Thought I would add to the thread with my experience in the hope it gives comfort to anyone just about to have radiotherapy. I had DCIS which is non invasive cancer of the milk ducts, no chemo needed as it does not travel and is limited to the breast. I had two lumpectomies and unfortunately lost my nipple and aereola and a bit of breast tissue. I had 15 sessions of radiotherapy and I was terrified of what was involved but can honestly say it is nothing to worry about, you lay for about 5 minutes whilst you are zapped with the lazer, you feel nothing and can go back to life as normal, however.... after about a week after I finished treatment I had a really bad burn underneath the breast tissue which was constantly moist and took several weeks to heal. I was also offered Tamoxifen and was very worried about the side effects, I realise that some people get little effects and some will have many but for me I felt the side effects would have impact on my daily life and decided not to take them. I spoke to the doctor about how effective they were as I had heard several women who had taken it and still had a new or reccurring breast cancer, he said on average if I didnt take it I have a 1% chance per year of a reaccurrance so after 10 years I have a 90% chance of no further cancer, those odds made me feel better about my choices.

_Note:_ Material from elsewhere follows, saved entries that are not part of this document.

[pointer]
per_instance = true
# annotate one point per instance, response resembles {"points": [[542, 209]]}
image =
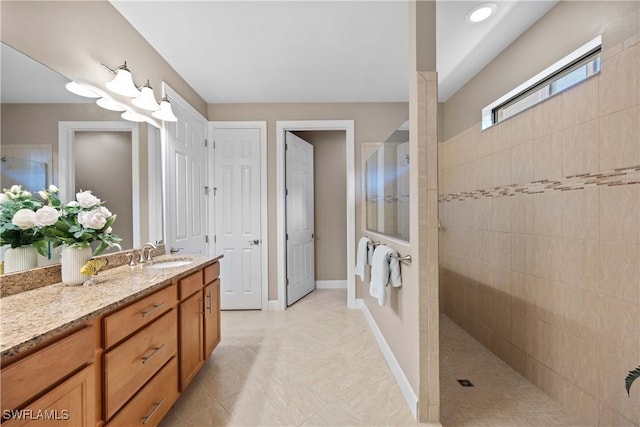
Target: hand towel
{"points": [[362, 256], [385, 269]]}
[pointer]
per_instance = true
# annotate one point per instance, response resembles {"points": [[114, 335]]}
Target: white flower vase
{"points": [[20, 258], [72, 260]]}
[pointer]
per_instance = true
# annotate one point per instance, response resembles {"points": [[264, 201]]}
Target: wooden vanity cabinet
{"points": [[199, 313], [125, 368], [56, 382]]}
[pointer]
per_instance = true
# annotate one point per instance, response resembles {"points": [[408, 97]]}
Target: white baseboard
{"points": [[405, 387], [331, 284]]}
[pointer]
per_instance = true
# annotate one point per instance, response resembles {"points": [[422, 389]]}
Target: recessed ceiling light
{"points": [[481, 12]]}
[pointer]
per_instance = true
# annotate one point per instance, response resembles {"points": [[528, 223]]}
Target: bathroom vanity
{"points": [[118, 352]]}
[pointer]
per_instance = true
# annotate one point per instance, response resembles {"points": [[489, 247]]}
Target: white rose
{"points": [[92, 219], [25, 219], [47, 215], [86, 199], [105, 212]]}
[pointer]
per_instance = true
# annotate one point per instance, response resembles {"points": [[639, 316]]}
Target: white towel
{"points": [[362, 256], [385, 269]]}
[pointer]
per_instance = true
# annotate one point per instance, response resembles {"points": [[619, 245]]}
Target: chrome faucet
{"points": [[148, 247]]}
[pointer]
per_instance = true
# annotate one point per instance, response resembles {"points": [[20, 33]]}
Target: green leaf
{"points": [[633, 375], [42, 247]]}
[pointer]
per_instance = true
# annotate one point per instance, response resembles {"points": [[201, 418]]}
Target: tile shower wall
{"points": [[540, 240]]}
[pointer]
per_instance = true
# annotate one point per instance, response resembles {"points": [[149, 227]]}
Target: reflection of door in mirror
{"points": [[29, 165], [102, 164]]}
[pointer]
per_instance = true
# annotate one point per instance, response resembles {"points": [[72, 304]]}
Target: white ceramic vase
{"points": [[20, 258], [72, 259]]}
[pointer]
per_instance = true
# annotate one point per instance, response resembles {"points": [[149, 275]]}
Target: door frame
{"points": [[282, 126], [264, 217], [168, 196], [66, 164]]}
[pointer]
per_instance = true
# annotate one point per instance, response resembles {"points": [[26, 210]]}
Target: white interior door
{"points": [[238, 212], [299, 218], [186, 217]]}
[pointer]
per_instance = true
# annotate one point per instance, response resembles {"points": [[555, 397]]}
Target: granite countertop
{"points": [[31, 317]]}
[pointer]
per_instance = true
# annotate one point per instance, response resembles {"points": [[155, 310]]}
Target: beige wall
{"points": [[103, 165], [567, 26], [75, 37], [373, 122], [38, 124], [540, 244], [330, 202]]}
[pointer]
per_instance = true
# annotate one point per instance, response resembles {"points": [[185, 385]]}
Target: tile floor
{"points": [[317, 364], [500, 396]]}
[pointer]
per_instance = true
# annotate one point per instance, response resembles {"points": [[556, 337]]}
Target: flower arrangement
{"points": [[80, 222], [24, 219]]}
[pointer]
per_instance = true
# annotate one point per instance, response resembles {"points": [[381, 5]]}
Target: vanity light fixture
{"points": [[146, 100], [165, 113], [110, 104], [82, 90], [122, 83], [481, 12], [132, 116]]}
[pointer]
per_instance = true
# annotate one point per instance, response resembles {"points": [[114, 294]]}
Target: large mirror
{"points": [[387, 186], [51, 136]]}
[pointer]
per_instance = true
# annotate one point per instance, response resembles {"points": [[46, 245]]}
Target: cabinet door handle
{"points": [[152, 309], [210, 302], [156, 406], [145, 359]]}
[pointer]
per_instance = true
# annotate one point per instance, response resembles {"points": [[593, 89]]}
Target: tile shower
{"points": [[540, 240]]}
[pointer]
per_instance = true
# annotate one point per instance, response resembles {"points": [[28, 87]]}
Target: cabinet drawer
{"points": [[131, 318], [35, 373], [70, 404], [153, 402], [129, 365], [190, 284], [211, 272]]}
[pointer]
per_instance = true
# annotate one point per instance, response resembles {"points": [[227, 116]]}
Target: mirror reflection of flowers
{"points": [[81, 222], [24, 219]]}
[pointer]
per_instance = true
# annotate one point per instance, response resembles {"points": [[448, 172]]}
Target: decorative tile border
{"points": [[622, 176]]}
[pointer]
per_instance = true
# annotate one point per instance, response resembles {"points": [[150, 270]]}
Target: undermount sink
{"points": [[169, 264]]}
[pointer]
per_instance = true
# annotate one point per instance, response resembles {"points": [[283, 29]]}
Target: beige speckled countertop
{"points": [[31, 317]]}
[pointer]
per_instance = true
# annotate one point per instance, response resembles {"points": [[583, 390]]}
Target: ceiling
{"points": [[318, 51]]}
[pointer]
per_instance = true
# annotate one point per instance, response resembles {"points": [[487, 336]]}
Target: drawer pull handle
{"points": [[210, 302], [145, 359], [156, 406], [152, 309]]}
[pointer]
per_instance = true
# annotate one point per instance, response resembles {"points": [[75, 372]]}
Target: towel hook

Everyone is different and choices are individual so for anyone facing the choice of taking hormone drugs good luck and best wishes. xx
I've got my radiotherapy planning session on Friday but my Consultant said it might take more than one planning session (he seemed a bit daunted by my huge boobs!) and someone on here said it usually takes 2-3 weeks after the planning session to start the actual sessions so I guess I'll start mine in the middle of March.

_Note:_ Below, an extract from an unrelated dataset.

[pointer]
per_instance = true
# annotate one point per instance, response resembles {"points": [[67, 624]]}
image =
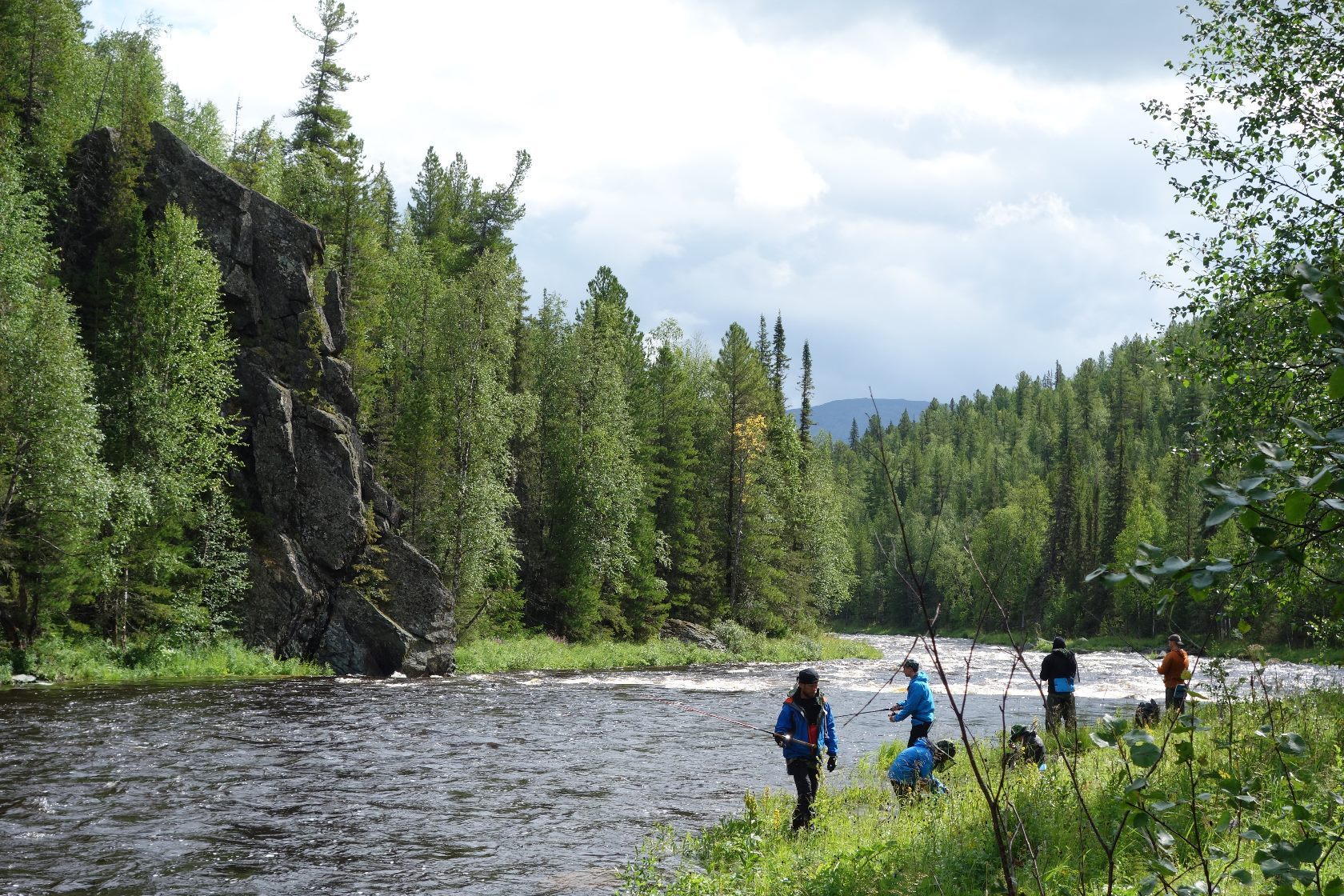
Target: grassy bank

Oddly enough, I'm not in the least bit worried about the radiotherapy. When I was preparing for surgery I was terrified and everyone kept telling me it would be fine (and I kept insisting it wouldn't!). For the radiotherapy, the more I insist that it will be fine, the more people keeping telling me about possible side effects! Like you, I'm more concerned with the hormone stuff that comes later, not so much the physical things but I'm a bit prone to hormone-related mood swings at the best of times so I worry that the Tamoxifen will turn me into a homicidal/suicidal basket case. Still think it is worth trying though but am reassured to know I can stop it if it gets too difficult.
Hi Lynne 🙂
I'm having the same dilemma but with Tamoxifen rather than Arimidex. My profile says that it will give a 1% lift to my five year survival rate, and a 2% lift to my ten year rate but fortunately, like you, my survival rate is pretty high even without the hormone.
I've decided to delay making a decision until I finish my radiotherapy (don't want to have to deal with side effects from both at the same time) but I'm leaning towards taking the drug and if the side effects are too severe, just stopping it. I'm told by my doctors that this is OK to do, so perhaps it's something you could discuss with your doctors too? It might well be that you get none or very few of the listed side effects from Arimidex and that those you do get could be controlled with other drugs so I do think it is worth trying it to see given that it isn't a 'once and for all' decision that you need to make.
I have been on Arimidex now for nearly 5 years and I am really hoping I can stay on it for another 5 - Jury seems to be out on how long etc etc and that is an on going discussion with my Onc - Side effects there are some and I had a joint pain when I first started to take them and I have noticed my hair is thinner than it used to be (but that might just be my age!) Its like my body has adjusted to them and any SE and now don't feel/notice anything. If you look at any prescription you will see the possible side effects are frightening to say the least - and it is a choice as to whether you take them or not. Not sure where your oncs stats came from they sound very precise to me - but I do know that hormone therapy tablets work on a lot of people and stop cancers from growing/reoccuring and I for one would not stop taking them. Every body reacts differently to different drugs so whose saying you will have any SE anyhow - you won't know until you try. Why not ring the helpline or ask the nurse and get their take on it before you make the decision.
The Arimidex tablets are sat here on my kitchen worktop but I cant bring myself to even swallow one! Im too scared of all the common side effects letvalone the more serious ones.
I had my appointment with the oncologist yesterday, I asked the question "what are the statistics of women with my type of breast cancer surviving over next 5yrs if they dont take hormone tablets". The answer was 92% without hormone tablets and 94% with. I know its a extra 2% but I was shocked that it was not more.
Is anyone else in this dilemma?? Im struggling!
Thanks ladies xxx
Ps im guessing that not many ladies actually write posts if their hormone treatment is going well.